Socrates once asked, “Tell me, is a doctor in the precise sense a money-maker or someone who treats the sick?” and Plato remarked, “Is the practise of medicine a science, an art, a trait, a craft, a business, a profession or a combination thereof?”
Well, a doctor, after nearly 10 years of back-breaking training, is indeed a godly figure, but to raise his family and himself he requires money too so he should not be blamed for earning a livelihood. Property and personal safety should be looked after by the state, by the government. Security funds should be increased and budgetary allocations for the medical curriculum should be increased. In this country, we have less than 2 per cent of the budgetary allocation for medicine and none other than Arvind Panagariya ji had commented that rural healthcare in India faces a crisis unmatched by any other sector. And instead of trying to enhance the budgetary allocations we are trying to rein in the doctors.

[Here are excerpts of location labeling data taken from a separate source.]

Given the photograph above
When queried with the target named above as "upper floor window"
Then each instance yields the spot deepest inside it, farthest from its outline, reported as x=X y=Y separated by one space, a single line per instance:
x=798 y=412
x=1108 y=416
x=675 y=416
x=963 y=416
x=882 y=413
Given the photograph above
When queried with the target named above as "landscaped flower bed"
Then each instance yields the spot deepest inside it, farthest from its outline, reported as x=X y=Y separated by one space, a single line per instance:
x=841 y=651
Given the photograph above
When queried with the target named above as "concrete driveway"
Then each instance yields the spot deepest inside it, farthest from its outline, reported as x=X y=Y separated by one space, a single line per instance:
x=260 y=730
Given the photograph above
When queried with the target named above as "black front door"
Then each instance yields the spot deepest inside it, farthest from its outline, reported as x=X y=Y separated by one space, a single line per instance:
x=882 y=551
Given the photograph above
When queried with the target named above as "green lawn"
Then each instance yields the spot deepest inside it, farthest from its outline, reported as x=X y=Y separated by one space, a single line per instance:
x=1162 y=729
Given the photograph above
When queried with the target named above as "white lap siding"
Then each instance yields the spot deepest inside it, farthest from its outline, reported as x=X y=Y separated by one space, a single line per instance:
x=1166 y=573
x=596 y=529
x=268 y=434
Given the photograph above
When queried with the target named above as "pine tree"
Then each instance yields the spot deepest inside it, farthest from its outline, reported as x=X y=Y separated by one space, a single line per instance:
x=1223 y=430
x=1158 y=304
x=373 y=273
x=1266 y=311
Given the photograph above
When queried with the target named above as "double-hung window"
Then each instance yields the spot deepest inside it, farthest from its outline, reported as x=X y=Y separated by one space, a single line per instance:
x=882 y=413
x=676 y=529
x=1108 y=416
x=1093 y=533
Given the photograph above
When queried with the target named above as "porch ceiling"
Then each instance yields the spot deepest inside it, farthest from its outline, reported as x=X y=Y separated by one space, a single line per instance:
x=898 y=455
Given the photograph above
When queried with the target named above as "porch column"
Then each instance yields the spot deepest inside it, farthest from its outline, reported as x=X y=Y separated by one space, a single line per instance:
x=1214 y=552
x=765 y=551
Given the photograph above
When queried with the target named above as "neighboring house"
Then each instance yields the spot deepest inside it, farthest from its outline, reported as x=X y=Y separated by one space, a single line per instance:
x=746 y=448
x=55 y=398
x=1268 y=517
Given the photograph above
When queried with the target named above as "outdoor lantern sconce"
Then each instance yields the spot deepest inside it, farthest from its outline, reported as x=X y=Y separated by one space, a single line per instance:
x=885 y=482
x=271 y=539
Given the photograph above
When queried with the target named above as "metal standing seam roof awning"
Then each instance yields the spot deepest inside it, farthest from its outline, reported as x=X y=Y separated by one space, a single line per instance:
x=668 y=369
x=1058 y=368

I agree that the MCI has been very corrupt; officers have been arrested. There was all-pervasive rampant corruption by the medical mafia. So, we have to be aware of this. But we should not overrun the State Government’s responsibility because health is a State subject; it should remain with the State.
Appointing medical administrators should not be through nomination. It is a rule that people in a nominated body or board will be medical educationists of proven administrative quality. Though I agree that administrators are required to run the back office, capable administrators may not necessarily know about cutting edge technology, about the science of the medical fraternity. So it should be medical people only; and it should be through the process of election in all the branches of the State.
Doctors should be allowed to elect their chosen members, who will in turn inform the central body. Bureaucrats do not have the qualities required to run the Medical Council because they have no idea of cutting-edge technology. So raising the number of members from 7 to 12 is ridiculous because unqualified people in huge numbers will not be able to take the decisions related to the medical curriculum and the examinations. There has to be inclusion of doctors.
This is a State subject and the doctors of the State should be allowed to elect from among themselves qualified doctors who will represent and run the whole country’s medical system so that the federal structure is not hampered.